A few days ago, OpenAI released a chat-based model called ChatGPT and provided an interface for users to interact with. ChatGPT is a form of conversational AI where you can ask questions or have a conversation with a bot backed by a model. As per the announcement –
The last time I was this excited by GPT was when a GPT-3 bot was posted comments in AskReddit and no one realized that those comments were from a bot.
Over the weekend, I decided to give this GPT-3.5 (should we start calling these with a T-prefix, like T-1000?) a spin. Needless to say, it has been impressive. I plan to use this bot as a tool in my daily usage (a friend remarked that they would use it to generate poems for holiday greeting cards!).
Following is one such interaction I had with ChatGPT:
As you can observe above, the ChatGPT maintains context from one conversation to the next, though as per the information on the site, it does not personalize. In other words, it is not tailoring responses based on the types of questions asked in the past by the human user. Every session opened at https://chat.openai.com/chat starts anew without any history or memory.
Still, with context maintained within a session, this model of Q&A for information retrieval seems more natural than one with search engines where personalized results lack connection from one to another. The shift from a command/query based structure to a conversational one is very empowering since latter mimics a dialogue between instructor/student or parent/child. As humans tend to be exploratory when researching any subject (or even shopping), the conversational approach is also more practical.
Also, as the research preview blog post indicates, there is an emphasis on safety with several mitigations in place compared to its older sibling InstructGPT (and there is also a contest to provide more feedback). In my tests, the model tends to be aware of bias and avoid generating any replies that may have been inferred (and thus possibly biased) than factual in nature.
Finally, the multi-lingual support also seems to be good –
I further asked for the same haiku to be composed in the style of the famed poet Matsuo Basho
Note the subtle changes in the style of the haiku!
The model is also aware of its limitations in terms of what it has been trained on or its capabilities.

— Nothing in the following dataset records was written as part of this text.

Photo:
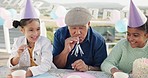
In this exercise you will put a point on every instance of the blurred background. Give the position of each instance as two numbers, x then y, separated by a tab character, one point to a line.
109	19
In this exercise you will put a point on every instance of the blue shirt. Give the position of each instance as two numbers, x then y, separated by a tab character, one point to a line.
93	46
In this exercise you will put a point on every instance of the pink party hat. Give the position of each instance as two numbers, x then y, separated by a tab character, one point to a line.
136	17
29	11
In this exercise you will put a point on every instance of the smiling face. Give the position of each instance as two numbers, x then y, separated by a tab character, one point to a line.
31	31
79	31
137	38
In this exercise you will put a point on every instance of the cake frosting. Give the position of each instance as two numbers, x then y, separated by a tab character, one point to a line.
140	68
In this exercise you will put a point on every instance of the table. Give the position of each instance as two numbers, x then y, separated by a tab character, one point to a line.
58	73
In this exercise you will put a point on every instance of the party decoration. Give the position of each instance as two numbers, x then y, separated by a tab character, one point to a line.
136	17
1	21
29	11
115	16
121	25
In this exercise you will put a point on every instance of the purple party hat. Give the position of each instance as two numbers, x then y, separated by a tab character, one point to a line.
136	17
29	11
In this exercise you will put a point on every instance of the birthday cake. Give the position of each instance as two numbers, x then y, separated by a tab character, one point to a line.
140	68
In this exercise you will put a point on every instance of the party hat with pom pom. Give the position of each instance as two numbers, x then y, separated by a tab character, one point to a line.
136	17
29	11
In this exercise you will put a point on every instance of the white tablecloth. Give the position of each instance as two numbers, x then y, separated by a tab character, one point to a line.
58	73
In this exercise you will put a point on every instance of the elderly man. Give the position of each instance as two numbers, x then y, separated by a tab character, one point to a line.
77	46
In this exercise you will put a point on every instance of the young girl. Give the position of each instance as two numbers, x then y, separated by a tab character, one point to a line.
31	49
128	50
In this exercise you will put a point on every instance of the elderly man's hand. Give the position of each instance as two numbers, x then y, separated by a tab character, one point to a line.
79	65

When asked about a word and a follow-up question on recent history (currently chatGPT seems to be not aware of time or its passage) –
Overall, this is a very exciting development in the conversational AI space. With the rapid growth in AI model sizes, the future seems very promising. Past experiences have not been equally exciting either due to those being solely voice-based (which has not been accurate in parsing even with personalized voice models) or due to lack of a web-based (or even a dedicated app-based one) interface.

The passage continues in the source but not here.